Nancy dan Mimi tampak mengusap air matanya.
"Mengapa kalian menangis? Aku tidak pernah menangisi penyakitku. Kalau aku menangis, adalah karena menangisi nasibku ini."
"Itu tidak ada bedanya Damar, jangan menangisi apapun, kamu itu kuat. " timpal Ongky.
"Ada satu hal yang tidak bisa aku kuat menerimanya mas."
"Jangan mengulang ulang lagi kata2 itu Damar, kamu kuat, harus kuat. Karenanya ayo ikut aku jalan2 sambil mencari obat untuk kamu. Belum terlambat kalau kamu segera mengatakan iya. Aku akan mengurus semuanya."
"Damar, turutilah nasehat nak Ongky, dia itu sayang sama kamu juga."
"Tidak mas, biar aku disini saja."
Ongky meninggalkan rumah bu Surya dengan perasaan menyesal. Menyesali ketidak mauan Damar untuk diajaknya berobat. Tapi ia masih punya harapan, mungkin Asri bisa membujuknya.
Sore itu ketika pulang dari kantor, Bowo mendapati isterinya tergolek dikamar. Bau minyak angin menyebar disekitar kamar itu. Dengan khawatir Bowo mendekati isterinya.
"Kamu sakit ?"
Asri membuka matanya dan terburu buru bangkit dari tidurnya.
"Jangan bangun, kamu sakit?"
"Tidak mas, tadi sedikit pusing, aku sudah minum obat, nggak sadar tertidur sampe sore. Biar aku bangun mas, aku tidak apa2."
Dari kemarin aku melihat kamu seperti kurang sehat, tapi kamu selalu bilang tidak apa2." Bowo memegangi dahi isterinya.

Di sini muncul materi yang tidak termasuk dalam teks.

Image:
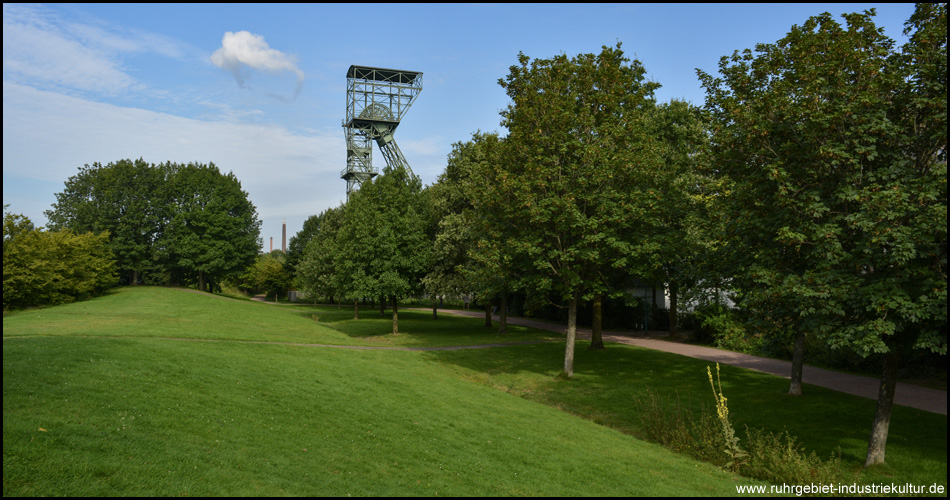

"Mas, aku tidak apa2, biar aku menyiapkan makan siang untuk mas."
"Ma'af Asri, aku sudah makan dikantor, tadi ada rapat sampai sore."
"Oh, jadi ini sudah sore? Pandu sudah pulang?"
Bowo tertawa.
"Pandu sedang bermain didepan sama kakeknya, sudah mandi, sudah cakep kayak bapaknya." canda Bowo. Asri tersenyum memandangi suaminya. Mamang kamu cakep mas, apalagi senyum kamu itu. Kata Asri dalam hati. Asri teringat, senyum itu juga yang dulu meluruhkan hatinya sehingga lama2 dia bisa jatuh cinta pada suaminya.
"Ma'af, aku tertidur.. kok bapak nggak membangunkan aku ya?"
"Tadi bapak bilang kamu tidur nyenyak sehingga nggak sampai hati membangunkan kamu."
"Oh, bapak.."
"Kamu masih pusing? Tidur saja dulu, kalau tidak juga reda nanti aku antar kamu ke dokter."
"Waah, mas Bowo lebay deh.. aku sudah tidak apa2 lagi, ayo keluar kamar dulu, aku mau mandi. Masa suaminya pulang belum wangi?" Asri turun dari pembaringan, lalu berjalan keluar diikuti suaminya. Ia memang merasa pusing sejak kemarin, dan itu karena selalu memikirkan penyakit Damar. Apakah berdosa kalau aku memikirkan Damar? Aku kan tidak menghianati suamiku, aku hanya prihatin atas penderitaannya. Asri kemudiaan teringat kata2 Ongky kemarin, bahwa dia masih mencintai Damar.. ya Tuhan. itu tidak benar. Keluh Asri dalam hati. Suamiku begitu baik dan menyayangiku, adakah yang bisa membuatku bahagia selain dia?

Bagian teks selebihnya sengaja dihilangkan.